Senza dubbio l’11 settembre ha rappresentato un punto di svolta anche nella guerra israelo-palestinese. Quell’evento ha reso gran parte del mondo, e in particolare gli Stati Uniti, più sensibili ai dilemmi di Israele nella sua lotta contro il terrorismo. In generale oggi c’è maggiore comprensione per le contro-misure anti-terrorismo israeliane. Viceversa, la dirigenza palestinese non è stata capace di cambiare strada e di dissociare nettamente la lotta palestinese dal terrorismo internazionale.
La proposta di un disimpegno unilaterale costituisce un successo per i palestinesi dal momento che Israele non ottiene nulla in cambio dello sgombero degli insediamenti e del ritiro delle sue forze dalla striscia di Gaza. Tuttavia, alla luce della tradizionale disponibilità israeliana (che data sin dagli anni trenta e quaranta) ad accettare la spartizione della Terra d’Israele, e alla luce del generale consenso che oggi riscuote in Israele la necessità di uscire da Gaza, il progettato ritiro non è una vittoria palestinese. Se attuato, il ritiro non altererà in modo drastico l’equazione geo-strategica di fondo. Anche un ritiro simile in Cisgiordania non rappresenterebbe una sconfitta per Israele finché Israele riuscirà a preservare libertà di azione anti-terroristi in quei territori.

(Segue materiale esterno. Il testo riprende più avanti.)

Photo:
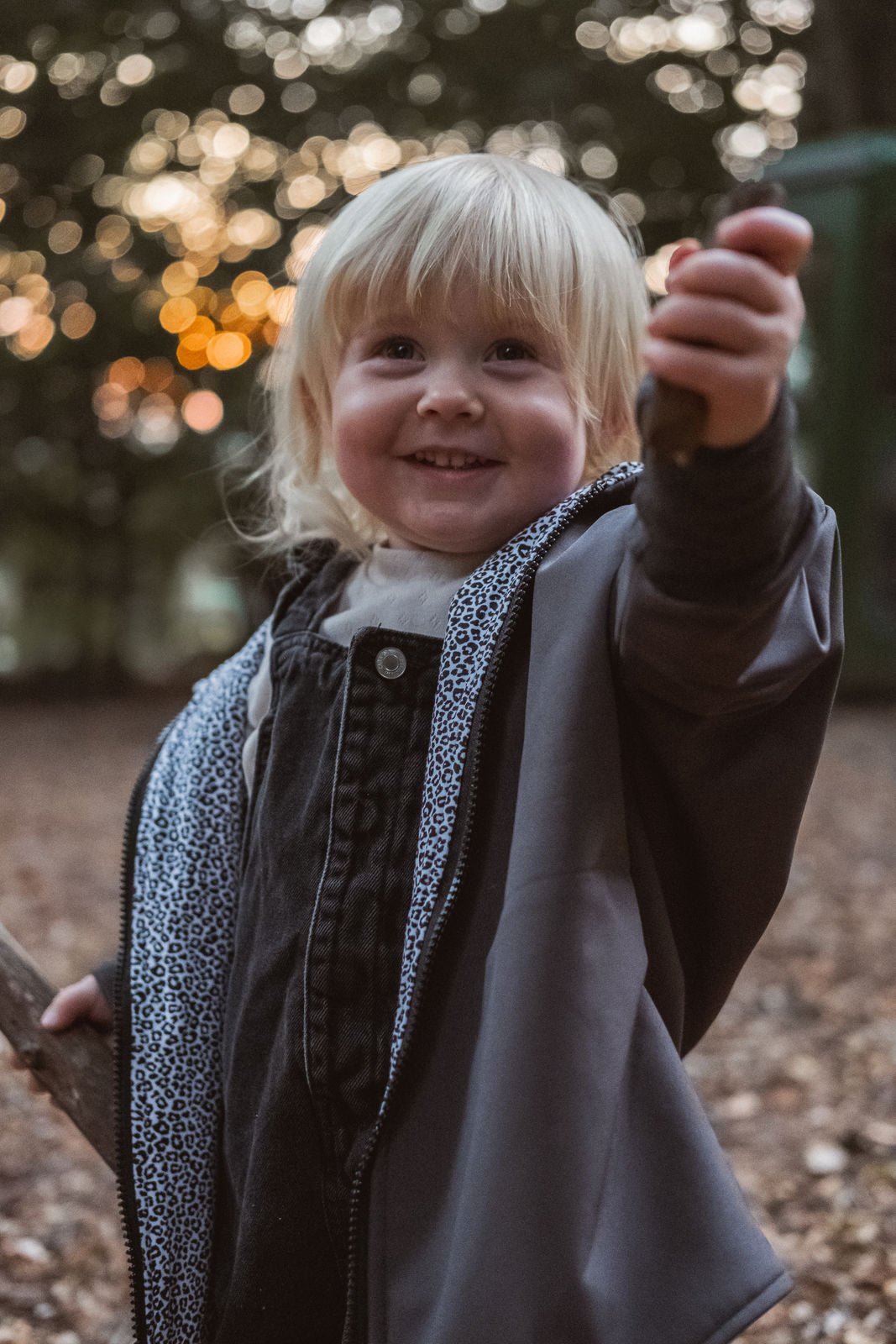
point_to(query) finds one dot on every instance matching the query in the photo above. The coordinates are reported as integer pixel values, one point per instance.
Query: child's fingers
(728, 275)
(719, 322)
(82, 1001)
(687, 248)
(777, 235)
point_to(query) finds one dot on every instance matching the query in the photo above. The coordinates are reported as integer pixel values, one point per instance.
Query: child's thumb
(67, 1005)
(779, 237)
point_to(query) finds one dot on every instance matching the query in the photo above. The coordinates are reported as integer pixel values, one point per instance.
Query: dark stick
(76, 1065)
(674, 418)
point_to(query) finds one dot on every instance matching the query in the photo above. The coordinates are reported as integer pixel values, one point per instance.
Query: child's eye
(506, 349)
(398, 347)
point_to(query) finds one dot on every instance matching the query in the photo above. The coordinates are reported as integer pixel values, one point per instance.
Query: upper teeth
(441, 459)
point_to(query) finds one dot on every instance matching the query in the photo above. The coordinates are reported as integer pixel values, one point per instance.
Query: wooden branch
(76, 1065)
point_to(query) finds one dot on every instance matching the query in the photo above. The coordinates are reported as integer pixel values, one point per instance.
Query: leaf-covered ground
(799, 1074)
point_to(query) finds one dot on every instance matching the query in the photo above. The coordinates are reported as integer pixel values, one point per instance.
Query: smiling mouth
(453, 460)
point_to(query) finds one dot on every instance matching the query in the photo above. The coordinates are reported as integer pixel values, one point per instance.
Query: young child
(430, 886)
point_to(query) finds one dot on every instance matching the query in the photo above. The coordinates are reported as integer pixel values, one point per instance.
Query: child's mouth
(452, 461)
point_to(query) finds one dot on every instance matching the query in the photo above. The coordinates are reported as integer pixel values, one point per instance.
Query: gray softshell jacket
(631, 707)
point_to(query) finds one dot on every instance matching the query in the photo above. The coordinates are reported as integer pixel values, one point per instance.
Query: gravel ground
(799, 1074)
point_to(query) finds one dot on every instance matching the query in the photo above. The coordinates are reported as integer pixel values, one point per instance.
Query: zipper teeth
(355, 1200)
(127, 1207)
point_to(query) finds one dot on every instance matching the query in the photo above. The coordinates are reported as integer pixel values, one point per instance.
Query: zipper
(439, 922)
(121, 1007)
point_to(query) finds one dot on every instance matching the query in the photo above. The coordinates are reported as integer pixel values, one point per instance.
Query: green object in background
(846, 376)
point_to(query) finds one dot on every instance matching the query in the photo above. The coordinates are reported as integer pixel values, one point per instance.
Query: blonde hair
(535, 246)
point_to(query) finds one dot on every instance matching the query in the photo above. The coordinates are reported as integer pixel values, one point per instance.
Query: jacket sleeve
(728, 595)
(728, 638)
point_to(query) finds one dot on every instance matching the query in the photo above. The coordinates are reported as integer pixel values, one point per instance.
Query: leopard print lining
(184, 905)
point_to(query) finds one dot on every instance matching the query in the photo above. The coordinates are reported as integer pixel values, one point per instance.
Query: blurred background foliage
(165, 171)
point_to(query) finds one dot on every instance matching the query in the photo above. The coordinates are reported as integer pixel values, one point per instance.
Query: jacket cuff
(723, 528)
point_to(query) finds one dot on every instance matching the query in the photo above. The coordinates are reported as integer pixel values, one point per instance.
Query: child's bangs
(500, 246)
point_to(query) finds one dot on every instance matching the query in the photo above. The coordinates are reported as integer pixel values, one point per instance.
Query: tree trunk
(76, 1066)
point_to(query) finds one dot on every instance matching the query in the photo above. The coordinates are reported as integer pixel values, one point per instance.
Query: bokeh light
(203, 410)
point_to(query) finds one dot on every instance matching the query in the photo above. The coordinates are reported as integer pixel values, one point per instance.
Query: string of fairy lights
(181, 178)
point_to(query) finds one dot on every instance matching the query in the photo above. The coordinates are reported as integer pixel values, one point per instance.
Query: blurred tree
(851, 81)
(168, 170)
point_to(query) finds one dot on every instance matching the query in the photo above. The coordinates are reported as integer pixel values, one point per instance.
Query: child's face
(453, 430)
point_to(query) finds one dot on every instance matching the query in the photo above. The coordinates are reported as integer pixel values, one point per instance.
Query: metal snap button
(390, 663)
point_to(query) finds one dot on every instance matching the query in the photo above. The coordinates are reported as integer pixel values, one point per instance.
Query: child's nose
(450, 398)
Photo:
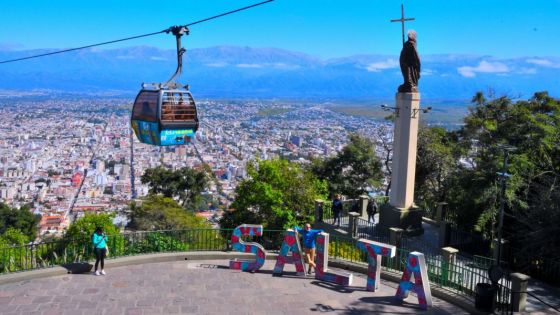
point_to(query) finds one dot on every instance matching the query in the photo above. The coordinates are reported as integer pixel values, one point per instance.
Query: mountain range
(246, 72)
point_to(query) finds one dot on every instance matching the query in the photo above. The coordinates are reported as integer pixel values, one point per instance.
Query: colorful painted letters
(290, 244)
(375, 251)
(416, 265)
(322, 263)
(239, 245)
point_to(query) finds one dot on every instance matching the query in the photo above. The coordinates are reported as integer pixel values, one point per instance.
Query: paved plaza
(202, 287)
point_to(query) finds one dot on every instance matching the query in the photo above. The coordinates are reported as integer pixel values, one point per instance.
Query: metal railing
(347, 204)
(460, 278)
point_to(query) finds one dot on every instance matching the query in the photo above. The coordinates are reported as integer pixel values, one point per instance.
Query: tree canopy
(83, 228)
(468, 162)
(21, 219)
(353, 169)
(277, 194)
(184, 184)
(156, 212)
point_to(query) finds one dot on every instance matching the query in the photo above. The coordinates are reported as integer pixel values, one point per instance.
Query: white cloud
(217, 64)
(249, 65)
(382, 65)
(483, 67)
(285, 66)
(527, 71)
(543, 62)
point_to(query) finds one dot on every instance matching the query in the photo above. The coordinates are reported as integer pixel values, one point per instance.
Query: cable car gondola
(165, 114)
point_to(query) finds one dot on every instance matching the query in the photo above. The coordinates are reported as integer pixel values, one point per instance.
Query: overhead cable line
(167, 30)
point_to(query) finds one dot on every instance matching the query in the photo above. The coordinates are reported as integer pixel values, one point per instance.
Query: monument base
(410, 220)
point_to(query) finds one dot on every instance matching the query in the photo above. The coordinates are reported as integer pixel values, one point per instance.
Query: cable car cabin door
(147, 123)
(179, 120)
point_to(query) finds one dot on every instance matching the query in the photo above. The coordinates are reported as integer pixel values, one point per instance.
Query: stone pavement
(202, 287)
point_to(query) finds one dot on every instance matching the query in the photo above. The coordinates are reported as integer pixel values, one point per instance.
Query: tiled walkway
(202, 287)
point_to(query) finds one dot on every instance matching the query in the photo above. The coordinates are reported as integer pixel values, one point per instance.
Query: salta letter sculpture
(239, 245)
(322, 263)
(375, 251)
(415, 265)
(290, 244)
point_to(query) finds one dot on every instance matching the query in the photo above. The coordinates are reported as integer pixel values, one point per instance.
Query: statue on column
(410, 65)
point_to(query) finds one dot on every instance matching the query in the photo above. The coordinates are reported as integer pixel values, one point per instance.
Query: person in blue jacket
(309, 236)
(99, 240)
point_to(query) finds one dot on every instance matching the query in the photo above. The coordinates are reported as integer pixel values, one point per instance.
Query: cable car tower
(165, 114)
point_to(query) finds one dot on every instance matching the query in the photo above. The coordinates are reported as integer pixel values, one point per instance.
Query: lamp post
(503, 176)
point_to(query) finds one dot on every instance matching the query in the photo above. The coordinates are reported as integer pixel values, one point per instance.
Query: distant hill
(245, 72)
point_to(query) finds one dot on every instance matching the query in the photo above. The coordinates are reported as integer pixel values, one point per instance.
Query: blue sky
(324, 28)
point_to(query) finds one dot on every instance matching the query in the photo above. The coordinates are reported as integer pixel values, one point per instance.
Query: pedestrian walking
(337, 209)
(100, 249)
(309, 236)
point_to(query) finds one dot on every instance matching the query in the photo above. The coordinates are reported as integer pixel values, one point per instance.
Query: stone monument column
(401, 212)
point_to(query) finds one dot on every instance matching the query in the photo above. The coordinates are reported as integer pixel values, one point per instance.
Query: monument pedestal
(408, 219)
(401, 212)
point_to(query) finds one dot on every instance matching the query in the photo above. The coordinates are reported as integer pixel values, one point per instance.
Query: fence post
(449, 255)
(444, 234)
(440, 212)
(504, 252)
(363, 201)
(395, 236)
(519, 291)
(353, 223)
(319, 210)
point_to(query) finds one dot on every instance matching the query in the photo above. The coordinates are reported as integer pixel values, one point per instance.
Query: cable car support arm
(178, 31)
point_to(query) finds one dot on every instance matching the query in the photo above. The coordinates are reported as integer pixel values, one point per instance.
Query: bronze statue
(410, 65)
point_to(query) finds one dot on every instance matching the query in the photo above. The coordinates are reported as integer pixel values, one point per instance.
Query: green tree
(13, 252)
(157, 212)
(353, 169)
(278, 195)
(532, 127)
(77, 243)
(21, 219)
(13, 237)
(436, 163)
(185, 184)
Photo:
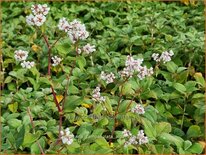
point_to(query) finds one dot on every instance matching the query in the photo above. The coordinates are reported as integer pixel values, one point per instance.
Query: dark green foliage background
(117, 29)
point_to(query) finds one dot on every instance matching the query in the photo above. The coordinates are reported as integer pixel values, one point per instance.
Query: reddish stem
(116, 112)
(33, 127)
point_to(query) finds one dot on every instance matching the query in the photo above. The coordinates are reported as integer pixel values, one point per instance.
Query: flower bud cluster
(21, 56)
(139, 109)
(132, 66)
(96, 96)
(67, 137)
(109, 78)
(164, 57)
(39, 14)
(56, 60)
(27, 64)
(134, 140)
(75, 29)
(87, 49)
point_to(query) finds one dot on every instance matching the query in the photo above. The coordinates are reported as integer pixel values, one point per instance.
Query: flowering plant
(76, 93)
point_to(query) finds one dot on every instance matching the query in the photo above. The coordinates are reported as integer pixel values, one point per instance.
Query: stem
(33, 127)
(183, 116)
(116, 112)
(52, 88)
(130, 104)
(49, 53)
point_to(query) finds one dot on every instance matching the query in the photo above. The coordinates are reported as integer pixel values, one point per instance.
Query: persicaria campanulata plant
(134, 68)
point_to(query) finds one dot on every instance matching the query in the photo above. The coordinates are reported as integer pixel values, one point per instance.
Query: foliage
(173, 97)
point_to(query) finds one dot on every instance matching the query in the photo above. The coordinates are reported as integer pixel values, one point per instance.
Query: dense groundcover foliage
(158, 109)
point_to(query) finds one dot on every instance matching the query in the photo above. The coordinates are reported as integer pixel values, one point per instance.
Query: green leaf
(199, 78)
(149, 129)
(162, 127)
(71, 103)
(180, 87)
(63, 48)
(187, 144)
(104, 121)
(108, 105)
(193, 131)
(15, 123)
(8, 79)
(11, 139)
(20, 137)
(102, 143)
(29, 139)
(35, 147)
(171, 66)
(45, 80)
(81, 61)
(13, 107)
(196, 148)
(169, 138)
(127, 89)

La guerra di Arafat verosimilmente continuerà ancora per un po’ di tempo, con alti e bassi nel livello di violenza, finché le organizzazioni palestinesi avranno ancora energie sufficienti. Ma l’esperimento palestinese probabilmente è già fallito. I palestinesi, come i somali, hanno dimostrato che la capacità di costituirsi in uno stato funzionante non è una dote universale. Anche se l’autodeterminazione viene considerata per lo più un diritto fondamentale, non è detto che tutti i gruppi etnici abbiamo la capacità politica di esercitarla. In effetti la comunità internazionale considera sempre più i palestinesi come incapaci di governare se stessi con successo. Persino alcuni loro storici sostenitori incominciano a prospettare forme di curatela o gestione internazionale – scenario peraltro assai improbabile – per aiutare i palestinesi nella transizione verso l’indipendenza statale. L’amara verità è che la situazione sembra assai prematura perché la soluzione “due stati” possa stabilizzare le cose all’istante. Forse, dopo quattro anni di guerra, bisognerà pensare a qualcosa di diverso.